Paul Guillaumot (Bo. 208), puzzle de l’électroménager en 3D

Après un début de carrière dans le conseil en stratégie, Paul Guillaumot a créé Spare Parts 3D, une entreprise spécialisée dans la fabrication à la demande de pièces détachées en 3D, domiciliée à Singapour.

On n’échappe pas à son destin. Issu d’une famille d’entrepreneurs, Paul Guillaumot a laissé mûrir son projet d’indépendance dès son cursus d’ingénieur : président de la junior entreprise des élèves Arts & Métiers, année de «césure» intégrant des stages en marketing stratégique pour Orange à Singapour, puis dans un cabinet de conseil en stratégie chez Oliver Wyman, avant une expertise Creda à Paris. En 2011, il rejoint Oliver Wyman et commence sa carrière dans le conseil en stratégie. «Cinq mois plus tard, je passe chez Theano Advisors, une société secondaire créée par deux associés d’Oliver Wyman et McKinsey.» Amélioration continue, management, réorganisation, le travail et les clients sont exigeants mais l’expérience est unique : «Je suis intervenu sur la réorganisation de l’ingénierie d’Airbus, notamment pour préparer l’intégration des technologies d’impression 3D pour la production des futures générations d’avions.» En 2014, il est rattrapé par la frustration, peine parfois à juger de l’impact de son travail et a le sentiment de ne plus apprendre. Il décide de partir. Et de retourner tenter sa chance à Singapour.
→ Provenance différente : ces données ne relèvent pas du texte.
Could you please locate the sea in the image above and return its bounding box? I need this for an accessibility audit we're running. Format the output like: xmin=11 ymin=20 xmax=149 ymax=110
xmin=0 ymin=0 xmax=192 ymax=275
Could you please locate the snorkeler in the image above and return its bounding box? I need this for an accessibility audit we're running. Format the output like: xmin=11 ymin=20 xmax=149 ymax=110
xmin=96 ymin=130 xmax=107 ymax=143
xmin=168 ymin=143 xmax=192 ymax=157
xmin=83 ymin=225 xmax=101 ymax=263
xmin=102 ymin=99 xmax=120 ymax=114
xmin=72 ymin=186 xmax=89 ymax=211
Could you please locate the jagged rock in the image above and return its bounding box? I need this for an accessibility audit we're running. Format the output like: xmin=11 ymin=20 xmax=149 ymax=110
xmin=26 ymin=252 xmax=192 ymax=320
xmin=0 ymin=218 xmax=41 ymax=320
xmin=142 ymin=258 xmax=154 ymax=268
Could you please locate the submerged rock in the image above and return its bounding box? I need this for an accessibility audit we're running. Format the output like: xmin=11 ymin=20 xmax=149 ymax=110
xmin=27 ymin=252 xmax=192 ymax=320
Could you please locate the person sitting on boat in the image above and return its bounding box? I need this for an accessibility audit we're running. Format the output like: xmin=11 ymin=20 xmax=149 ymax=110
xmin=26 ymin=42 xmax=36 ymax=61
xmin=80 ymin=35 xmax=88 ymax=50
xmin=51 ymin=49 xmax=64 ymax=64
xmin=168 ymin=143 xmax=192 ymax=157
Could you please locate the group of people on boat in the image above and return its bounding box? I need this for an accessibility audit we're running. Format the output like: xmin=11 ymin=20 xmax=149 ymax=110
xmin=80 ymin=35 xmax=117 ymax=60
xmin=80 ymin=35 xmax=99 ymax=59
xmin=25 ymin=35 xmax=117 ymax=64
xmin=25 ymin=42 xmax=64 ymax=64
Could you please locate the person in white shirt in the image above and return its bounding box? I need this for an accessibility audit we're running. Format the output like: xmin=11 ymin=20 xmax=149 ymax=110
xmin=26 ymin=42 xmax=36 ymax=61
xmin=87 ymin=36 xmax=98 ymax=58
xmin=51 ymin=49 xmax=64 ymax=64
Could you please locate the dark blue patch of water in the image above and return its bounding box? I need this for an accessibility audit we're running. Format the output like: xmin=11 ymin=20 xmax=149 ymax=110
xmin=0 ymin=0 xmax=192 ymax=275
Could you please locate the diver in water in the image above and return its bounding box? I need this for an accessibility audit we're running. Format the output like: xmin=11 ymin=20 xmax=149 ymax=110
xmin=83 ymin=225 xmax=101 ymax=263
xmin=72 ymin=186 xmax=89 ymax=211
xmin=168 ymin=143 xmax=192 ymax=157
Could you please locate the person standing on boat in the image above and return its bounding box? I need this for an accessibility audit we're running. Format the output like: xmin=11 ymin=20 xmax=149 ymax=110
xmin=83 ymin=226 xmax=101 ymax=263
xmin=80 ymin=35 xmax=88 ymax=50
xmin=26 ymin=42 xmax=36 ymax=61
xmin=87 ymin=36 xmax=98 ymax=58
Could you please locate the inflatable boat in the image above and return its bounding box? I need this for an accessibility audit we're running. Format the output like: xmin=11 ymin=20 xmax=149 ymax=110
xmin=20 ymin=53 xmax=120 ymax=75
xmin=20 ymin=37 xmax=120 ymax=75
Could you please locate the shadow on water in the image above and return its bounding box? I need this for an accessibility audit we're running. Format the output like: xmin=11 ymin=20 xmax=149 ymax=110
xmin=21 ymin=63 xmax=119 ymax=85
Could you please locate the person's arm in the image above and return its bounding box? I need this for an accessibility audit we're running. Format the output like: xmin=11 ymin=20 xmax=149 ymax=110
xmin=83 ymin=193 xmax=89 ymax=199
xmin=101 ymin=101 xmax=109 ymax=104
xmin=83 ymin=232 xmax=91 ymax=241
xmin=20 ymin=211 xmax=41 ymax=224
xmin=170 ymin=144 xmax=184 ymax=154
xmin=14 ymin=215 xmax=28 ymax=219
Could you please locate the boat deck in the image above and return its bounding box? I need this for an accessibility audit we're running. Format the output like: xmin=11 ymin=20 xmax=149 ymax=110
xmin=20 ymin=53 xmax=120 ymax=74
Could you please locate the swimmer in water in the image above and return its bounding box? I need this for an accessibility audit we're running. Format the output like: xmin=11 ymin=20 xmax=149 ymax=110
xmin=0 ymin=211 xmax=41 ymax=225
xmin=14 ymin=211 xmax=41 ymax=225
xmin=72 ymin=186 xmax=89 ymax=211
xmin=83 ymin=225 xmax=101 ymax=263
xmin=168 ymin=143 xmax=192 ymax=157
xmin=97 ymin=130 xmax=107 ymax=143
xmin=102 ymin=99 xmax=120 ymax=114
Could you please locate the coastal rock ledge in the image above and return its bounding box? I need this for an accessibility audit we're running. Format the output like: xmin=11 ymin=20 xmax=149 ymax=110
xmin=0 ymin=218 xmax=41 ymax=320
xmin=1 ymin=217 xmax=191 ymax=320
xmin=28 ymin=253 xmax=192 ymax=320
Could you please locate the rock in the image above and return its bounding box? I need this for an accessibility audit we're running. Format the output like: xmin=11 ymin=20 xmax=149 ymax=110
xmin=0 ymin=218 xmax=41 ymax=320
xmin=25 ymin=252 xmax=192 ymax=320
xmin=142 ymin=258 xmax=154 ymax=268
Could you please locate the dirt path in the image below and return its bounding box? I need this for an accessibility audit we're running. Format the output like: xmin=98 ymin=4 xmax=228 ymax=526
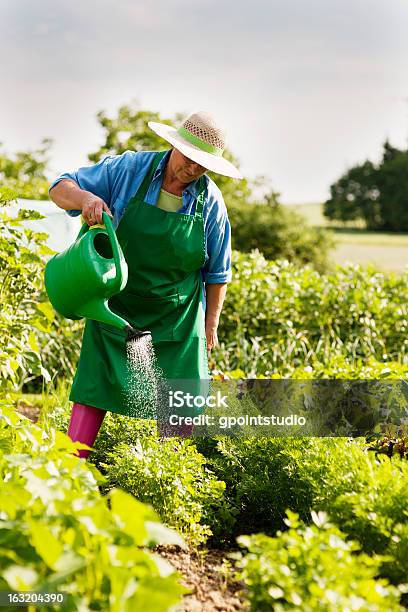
xmin=16 ymin=400 xmax=41 ymax=422
xmin=155 ymin=545 xmax=248 ymax=611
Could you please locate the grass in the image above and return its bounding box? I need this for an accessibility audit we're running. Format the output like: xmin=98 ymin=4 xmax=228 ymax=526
xmin=287 ymin=203 xmax=332 ymax=227
xmin=286 ymin=203 xmax=408 ymax=272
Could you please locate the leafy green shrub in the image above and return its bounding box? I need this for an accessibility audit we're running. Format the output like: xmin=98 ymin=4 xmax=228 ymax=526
xmin=236 ymin=511 xmax=406 ymax=611
xmin=0 ymin=402 xmax=187 ymax=610
xmin=45 ymin=393 xmax=408 ymax=577
xmin=91 ymin=413 xmax=160 ymax=471
xmin=31 ymin=316 xmax=84 ymax=391
xmin=289 ymin=356 xmax=408 ymax=379
xmin=212 ymin=252 xmax=408 ymax=376
xmin=101 ymin=433 xmax=234 ymax=547
xmin=42 ymin=405 xmax=235 ymax=546
xmin=194 ymin=436 xmax=324 ymax=540
xmin=0 ymin=190 xmax=83 ymax=394
xmin=0 ymin=195 xmax=55 ymax=392
xmin=325 ymin=456 xmax=408 ymax=584
xmin=282 ymin=436 xmax=408 ymax=584
xmin=196 ymin=436 xmax=408 ymax=584
xmin=227 ymin=200 xmax=333 ymax=271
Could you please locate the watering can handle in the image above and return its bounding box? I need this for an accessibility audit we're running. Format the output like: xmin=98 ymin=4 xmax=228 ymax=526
xmin=76 ymin=212 xmax=124 ymax=287
xmin=101 ymin=211 xmax=124 ymax=286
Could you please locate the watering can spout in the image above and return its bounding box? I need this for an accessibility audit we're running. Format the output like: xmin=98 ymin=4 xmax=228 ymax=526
xmin=78 ymin=298 xmax=130 ymax=332
xmin=125 ymin=325 xmax=152 ymax=342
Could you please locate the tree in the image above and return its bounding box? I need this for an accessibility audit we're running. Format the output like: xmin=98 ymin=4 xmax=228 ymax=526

Créer une activité décentralisée

«J’ai regardé plusieurs domaines et me suis vite focalisé sur l’impression 3D, une technologie que je connais depuis l’École et dont j’estime qu’elle va permettre de relocaliser une partie des activités de production dans les années à venir.» Son objectif : bâtir une entreprise de production décentralisée. Son domaine de prédilection : les pièces détachées. «Elles sont bien adaptées à l’impression 3D, ce sont des composants uniques avec une gestion complexe de petites séries.» Reste à trouver un marché. Il connaît l’aéronautique, mais le secteur est trop complexe en termes de spécifications et de cycles (très longs) pour les qualifications, la réparation de machines industrielles est trop vaste et peu structurée. Il s’arrête sur l’électroménager. Un premier projet est lancé en 2016 avec un associé, ancien du groupe Indesit, puis d’autres avec Electrolux et Whirlpool. Le projet avec Whirlpool est aujourd’hui en phase d’industrialisation. «On a structuré les catalogues de pièces, puis testé et qualifié nos solutions de production. Quand le groupe a des ruptures de stock sur des pièces détachées qu’il ne peut pas sourcer, on les produit et on lui envoie directement.» Son entreprise, Spare Parts 3D, a déjà lancé d’autres projets dans l’industrie des machines-outils, sur le secteur maritime, à Singapour, et lorgne le grand marché de la pièce industrielle, un objectif à plus long terme.
En janvier 2019, Paul Guillaumot revient en France pour suivre le développement de l’activité en Europe, où sont établis l’essentiel de ses clients et l’essentiel du financement. Le reste des opérations, notamment le centre d’ingénierie, demeure à Singapour, dirigées par son associé Paul de Misouard (Li. 212).

Une valeur ajoutée gadzarique

«Le business de Spare Parts 3D se construit toujours sur un inventaire numérique qualifié des pièces, pour savoir comment les produire, sur quelles machines, avec quels matériaux et, surtout, pour quels gains. À partir de cet inventaire, nous produisons à la demande via un réseau de sous-traitants.» Ces choix technologiques et d’industrialisation sont le cœur de métier d’un ingénieur Arts et Métiers, ce qui fait sourire Paul Guillaumot : «Dans mes levées de fonds, j’ai parfois du mal à expliquer où se situe la valeur ajoutée de l’entreprise, alors que les gadzarts la comprennent tout de suite.»